The announcement signals the completion of the easy part of the long awaited ‘Male contraceptive pill’ – the development and testing of a pill that is safe for men to use without any significant side-effects. 

The hardest part will be getting men, who on average tend to take at least six months to complete an item on their ‘to do’ list, to remember to take it.

The once-daily pill contains hormones designed to stop sperm production.

”You know what it won’t stop, though?” said a spokesperson for Durex after hearing the news. 

”Knob rot. The clap. Herpes. Chlamydia. Or syphilis, in the case of a former Tory cabinet member, and any others among the in-bred upper classes. 

“That itchy shit will be all over your genitals like d*ckheads at a Tommy Robinson rally.”

The researchers behind the work, Professor Christina Wang (honestly – that is her actual surname, we haven’t even made that up – Ed.) and her colleagues, are excited but cautious about the findings.

Presumably excited at the prospect of women not having to bear the sole responsibility of taking a birth control pill for once, but cautious about giving the men in their life an excuse not to make use of the extra protection afforded by a condom.

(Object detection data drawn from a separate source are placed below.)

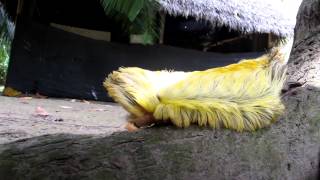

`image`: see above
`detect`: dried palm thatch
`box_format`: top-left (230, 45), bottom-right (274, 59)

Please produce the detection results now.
top-left (156, 0), bottom-right (295, 37)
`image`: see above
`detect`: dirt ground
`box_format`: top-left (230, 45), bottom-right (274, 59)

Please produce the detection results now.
top-left (0, 96), bottom-right (127, 144)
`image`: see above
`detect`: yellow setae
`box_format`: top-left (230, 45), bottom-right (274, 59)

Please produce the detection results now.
top-left (103, 50), bottom-right (286, 132)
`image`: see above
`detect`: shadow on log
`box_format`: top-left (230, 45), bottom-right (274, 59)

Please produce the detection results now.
top-left (0, 87), bottom-right (320, 179)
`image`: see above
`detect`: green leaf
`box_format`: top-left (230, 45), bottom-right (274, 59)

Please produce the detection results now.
top-left (128, 0), bottom-right (144, 22)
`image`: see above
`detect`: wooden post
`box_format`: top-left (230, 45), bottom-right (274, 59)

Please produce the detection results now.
top-left (159, 11), bottom-right (166, 44)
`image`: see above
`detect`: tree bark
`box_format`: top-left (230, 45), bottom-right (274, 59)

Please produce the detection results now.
top-left (0, 0), bottom-right (320, 180)
top-left (288, 0), bottom-right (320, 87)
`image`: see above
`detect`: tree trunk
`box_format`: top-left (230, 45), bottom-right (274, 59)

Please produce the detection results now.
top-left (288, 0), bottom-right (320, 87)
top-left (0, 0), bottom-right (320, 180)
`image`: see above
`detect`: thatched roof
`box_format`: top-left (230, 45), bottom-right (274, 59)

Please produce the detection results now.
top-left (156, 0), bottom-right (295, 37)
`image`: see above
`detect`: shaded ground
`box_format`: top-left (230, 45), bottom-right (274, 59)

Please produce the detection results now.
top-left (0, 96), bottom-right (127, 144)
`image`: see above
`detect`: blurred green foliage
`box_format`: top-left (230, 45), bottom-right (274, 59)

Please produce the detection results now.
top-left (100, 0), bottom-right (160, 44)
top-left (0, 39), bottom-right (10, 85)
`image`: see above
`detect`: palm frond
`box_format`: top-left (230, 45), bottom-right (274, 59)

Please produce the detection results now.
top-left (100, 0), bottom-right (159, 44)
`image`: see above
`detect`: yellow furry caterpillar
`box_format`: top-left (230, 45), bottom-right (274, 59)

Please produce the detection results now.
top-left (103, 51), bottom-right (286, 132)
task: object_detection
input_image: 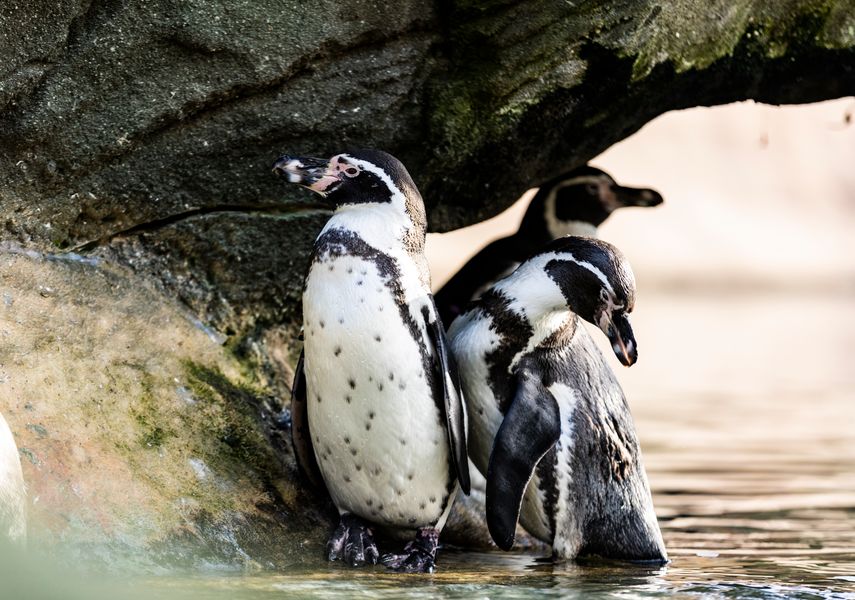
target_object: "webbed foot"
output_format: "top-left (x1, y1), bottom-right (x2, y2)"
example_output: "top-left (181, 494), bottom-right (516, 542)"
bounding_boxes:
top-left (327, 513), bottom-right (379, 567)
top-left (380, 527), bottom-right (439, 573)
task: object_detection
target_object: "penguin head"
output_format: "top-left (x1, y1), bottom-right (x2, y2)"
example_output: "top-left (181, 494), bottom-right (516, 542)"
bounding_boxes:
top-left (273, 150), bottom-right (421, 207)
top-left (542, 236), bottom-right (638, 367)
top-left (520, 166), bottom-right (662, 240)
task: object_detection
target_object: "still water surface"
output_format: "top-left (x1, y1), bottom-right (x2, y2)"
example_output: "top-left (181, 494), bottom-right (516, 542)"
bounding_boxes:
top-left (6, 290), bottom-right (844, 600)
top-left (132, 290), bottom-right (855, 600)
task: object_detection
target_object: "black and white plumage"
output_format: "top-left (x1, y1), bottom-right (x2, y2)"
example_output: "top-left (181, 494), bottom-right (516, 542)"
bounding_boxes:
top-left (449, 237), bottom-right (667, 562)
top-left (274, 150), bottom-right (469, 571)
top-left (436, 166), bottom-right (662, 323)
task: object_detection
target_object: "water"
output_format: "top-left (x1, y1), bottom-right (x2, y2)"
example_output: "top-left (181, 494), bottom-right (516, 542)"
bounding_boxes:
top-left (145, 289), bottom-right (855, 599)
top-left (6, 290), bottom-right (855, 600)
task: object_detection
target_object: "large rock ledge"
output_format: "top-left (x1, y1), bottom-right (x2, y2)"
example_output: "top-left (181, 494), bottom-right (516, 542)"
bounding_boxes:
top-left (0, 0), bottom-right (855, 338)
top-left (0, 248), bottom-right (327, 570)
top-left (0, 0), bottom-right (855, 568)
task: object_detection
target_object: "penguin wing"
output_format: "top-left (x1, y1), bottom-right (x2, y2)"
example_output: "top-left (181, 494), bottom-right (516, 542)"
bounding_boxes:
top-left (423, 297), bottom-right (471, 496)
top-left (435, 238), bottom-right (520, 325)
top-left (291, 351), bottom-right (325, 488)
top-left (487, 368), bottom-right (561, 550)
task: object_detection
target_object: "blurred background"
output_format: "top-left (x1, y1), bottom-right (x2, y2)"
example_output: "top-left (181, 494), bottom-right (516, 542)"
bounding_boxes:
top-left (428, 98), bottom-right (855, 581)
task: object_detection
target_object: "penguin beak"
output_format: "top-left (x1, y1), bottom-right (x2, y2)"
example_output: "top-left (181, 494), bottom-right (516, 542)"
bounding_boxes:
top-left (273, 154), bottom-right (341, 196)
top-left (612, 185), bottom-right (663, 207)
top-left (601, 313), bottom-right (638, 367)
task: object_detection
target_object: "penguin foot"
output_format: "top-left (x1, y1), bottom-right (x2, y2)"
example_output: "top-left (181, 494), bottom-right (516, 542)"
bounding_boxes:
top-left (327, 514), bottom-right (380, 567)
top-left (380, 527), bottom-right (439, 573)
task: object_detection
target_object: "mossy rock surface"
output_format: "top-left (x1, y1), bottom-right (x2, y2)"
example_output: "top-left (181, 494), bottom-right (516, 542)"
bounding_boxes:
top-left (0, 0), bottom-right (855, 339)
top-left (0, 0), bottom-right (855, 567)
top-left (0, 253), bottom-right (327, 569)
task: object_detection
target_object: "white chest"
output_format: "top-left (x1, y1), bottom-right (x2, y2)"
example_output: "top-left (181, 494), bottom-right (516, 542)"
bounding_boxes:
top-left (303, 254), bottom-right (453, 527)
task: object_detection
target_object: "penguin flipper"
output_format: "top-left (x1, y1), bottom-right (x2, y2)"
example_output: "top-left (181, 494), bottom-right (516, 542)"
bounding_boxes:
top-left (423, 297), bottom-right (472, 496)
top-left (291, 351), bottom-right (325, 489)
top-left (487, 368), bottom-right (561, 550)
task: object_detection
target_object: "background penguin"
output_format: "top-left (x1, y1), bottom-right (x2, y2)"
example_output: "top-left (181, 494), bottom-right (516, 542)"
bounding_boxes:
top-left (0, 414), bottom-right (27, 545)
top-left (449, 237), bottom-right (667, 562)
top-left (274, 150), bottom-right (469, 571)
top-left (436, 166), bottom-right (662, 324)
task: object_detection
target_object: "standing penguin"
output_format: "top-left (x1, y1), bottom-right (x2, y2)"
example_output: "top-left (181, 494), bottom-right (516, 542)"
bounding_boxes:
top-left (436, 166), bottom-right (662, 323)
top-left (273, 150), bottom-right (469, 572)
top-left (449, 237), bottom-right (667, 562)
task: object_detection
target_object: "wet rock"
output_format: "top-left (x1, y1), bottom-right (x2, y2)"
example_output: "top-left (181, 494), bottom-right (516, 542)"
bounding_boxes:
top-left (0, 0), bottom-right (855, 564)
top-left (0, 252), bottom-right (326, 569)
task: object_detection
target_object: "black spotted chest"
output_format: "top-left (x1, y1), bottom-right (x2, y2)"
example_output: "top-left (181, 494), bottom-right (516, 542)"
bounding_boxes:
top-left (303, 254), bottom-right (458, 527)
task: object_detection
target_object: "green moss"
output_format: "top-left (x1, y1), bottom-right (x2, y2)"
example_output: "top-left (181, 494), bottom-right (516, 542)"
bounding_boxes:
top-left (126, 364), bottom-right (175, 448)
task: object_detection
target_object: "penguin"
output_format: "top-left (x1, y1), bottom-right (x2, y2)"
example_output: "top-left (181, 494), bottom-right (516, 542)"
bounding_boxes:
top-left (0, 414), bottom-right (27, 546)
top-left (436, 166), bottom-right (662, 323)
top-left (449, 236), bottom-right (668, 563)
top-left (273, 150), bottom-right (470, 572)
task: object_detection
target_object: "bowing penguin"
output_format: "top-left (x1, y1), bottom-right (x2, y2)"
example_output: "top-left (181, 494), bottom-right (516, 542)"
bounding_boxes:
top-left (273, 150), bottom-right (470, 572)
top-left (436, 166), bottom-right (662, 323)
top-left (449, 237), bottom-right (667, 562)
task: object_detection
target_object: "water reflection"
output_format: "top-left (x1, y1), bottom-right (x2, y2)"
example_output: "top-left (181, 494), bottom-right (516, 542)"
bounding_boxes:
top-left (6, 294), bottom-right (855, 600)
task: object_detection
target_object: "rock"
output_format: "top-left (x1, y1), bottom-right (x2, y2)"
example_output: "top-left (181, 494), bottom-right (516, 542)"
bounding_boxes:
top-left (0, 0), bottom-right (855, 337)
top-left (0, 248), bottom-right (328, 569)
top-left (0, 412), bottom-right (27, 546)
top-left (0, 0), bottom-right (855, 565)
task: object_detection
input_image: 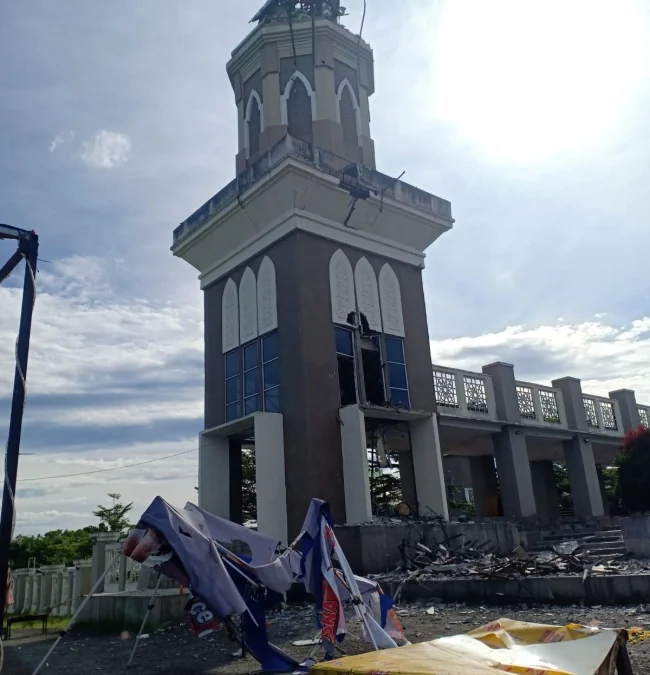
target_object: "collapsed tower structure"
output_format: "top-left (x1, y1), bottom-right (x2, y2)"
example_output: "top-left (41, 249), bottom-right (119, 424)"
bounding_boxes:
top-left (172, 0), bottom-right (453, 542)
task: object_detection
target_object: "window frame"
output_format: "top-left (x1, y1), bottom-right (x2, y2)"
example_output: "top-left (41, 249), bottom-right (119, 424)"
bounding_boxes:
top-left (259, 330), bottom-right (282, 413)
top-left (240, 338), bottom-right (261, 417)
top-left (383, 333), bottom-right (412, 410)
top-left (223, 347), bottom-right (244, 422)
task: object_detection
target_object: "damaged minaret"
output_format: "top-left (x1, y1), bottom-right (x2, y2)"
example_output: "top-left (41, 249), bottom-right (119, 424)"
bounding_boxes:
top-left (172, 0), bottom-right (453, 542)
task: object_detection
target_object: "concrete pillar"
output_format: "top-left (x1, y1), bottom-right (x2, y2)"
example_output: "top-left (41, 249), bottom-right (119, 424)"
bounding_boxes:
top-left (483, 361), bottom-right (521, 424)
top-left (398, 450), bottom-right (418, 512)
top-left (596, 464), bottom-right (610, 516)
top-left (483, 362), bottom-right (537, 518)
top-left (255, 413), bottom-right (288, 544)
top-left (339, 405), bottom-right (372, 525)
top-left (117, 553), bottom-right (126, 593)
top-left (530, 460), bottom-right (561, 518)
top-left (410, 415), bottom-right (449, 520)
top-left (88, 532), bottom-right (120, 593)
top-left (61, 567), bottom-right (74, 616)
top-left (468, 455), bottom-right (499, 518)
top-left (199, 433), bottom-right (230, 519)
top-left (72, 560), bottom-right (92, 613)
top-left (41, 565), bottom-right (53, 609)
top-left (563, 436), bottom-right (605, 517)
top-left (50, 565), bottom-right (65, 616)
top-left (609, 389), bottom-right (641, 431)
top-left (20, 570), bottom-right (36, 614)
top-left (30, 572), bottom-right (42, 614)
top-left (494, 427), bottom-right (537, 518)
top-left (553, 377), bottom-right (589, 433)
top-left (11, 570), bottom-right (27, 613)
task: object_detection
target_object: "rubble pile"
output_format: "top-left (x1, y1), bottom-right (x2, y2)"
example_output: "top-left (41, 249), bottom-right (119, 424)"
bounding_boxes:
top-left (376, 535), bottom-right (650, 600)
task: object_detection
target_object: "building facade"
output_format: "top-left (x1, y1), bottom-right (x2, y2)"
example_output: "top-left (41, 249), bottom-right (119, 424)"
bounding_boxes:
top-left (172, 0), bottom-right (637, 542)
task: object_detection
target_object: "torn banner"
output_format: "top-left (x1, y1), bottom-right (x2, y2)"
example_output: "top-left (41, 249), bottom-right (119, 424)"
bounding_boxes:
top-left (123, 497), bottom-right (403, 672)
top-left (310, 619), bottom-right (626, 675)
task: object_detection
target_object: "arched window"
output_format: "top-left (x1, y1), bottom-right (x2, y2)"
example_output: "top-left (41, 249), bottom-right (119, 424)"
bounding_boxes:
top-left (337, 79), bottom-right (361, 146)
top-left (287, 78), bottom-right (312, 143)
top-left (280, 70), bottom-right (316, 143)
top-left (244, 89), bottom-right (264, 157)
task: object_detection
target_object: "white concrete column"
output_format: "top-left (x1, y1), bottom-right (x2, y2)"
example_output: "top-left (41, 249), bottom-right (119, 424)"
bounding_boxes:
top-left (530, 460), bottom-right (561, 518)
top-left (30, 572), bottom-right (42, 614)
top-left (564, 437), bottom-right (605, 517)
top-left (494, 427), bottom-right (537, 518)
top-left (339, 405), bottom-right (372, 525)
top-left (21, 570), bottom-right (35, 614)
top-left (10, 570), bottom-right (27, 613)
top-left (255, 413), bottom-right (288, 544)
top-left (410, 415), bottom-right (449, 520)
top-left (609, 389), bottom-right (641, 431)
top-left (199, 433), bottom-right (230, 519)
top-left (50, 565), bottom-right (65, 616)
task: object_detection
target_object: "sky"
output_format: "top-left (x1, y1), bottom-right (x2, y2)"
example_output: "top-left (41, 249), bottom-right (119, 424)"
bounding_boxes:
top-left (0, 0), bottom-right (650, 534)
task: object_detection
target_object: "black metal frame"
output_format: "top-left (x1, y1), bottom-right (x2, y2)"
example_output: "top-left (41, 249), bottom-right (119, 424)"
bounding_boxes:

“Our results suggest that this pill, which combines two hormonal activities in one, will decrease sperm production while preserving libido,” Prof Wang said.

Whilst this appears to be accurate, little was reported on the significant number of men who took part in the study and found themselves weeping over a particularly emotional Andrex advert, or flying into a blind rage every time their partner left their dirty clothes on the floor at the end of the day.

And this is not the only prototype hormone-based male contraceptive. Prof Wang and her colleagues have also been testing a contraceptive in the form of a body gel that men can rub into their back and shoulders to decrease sperm production.

“So after their daily shower, men would apply the gel and be confident the contraceptive has worked” she said.

“Wait, what do you mean not all men shower every day? Well that’s put me right off.”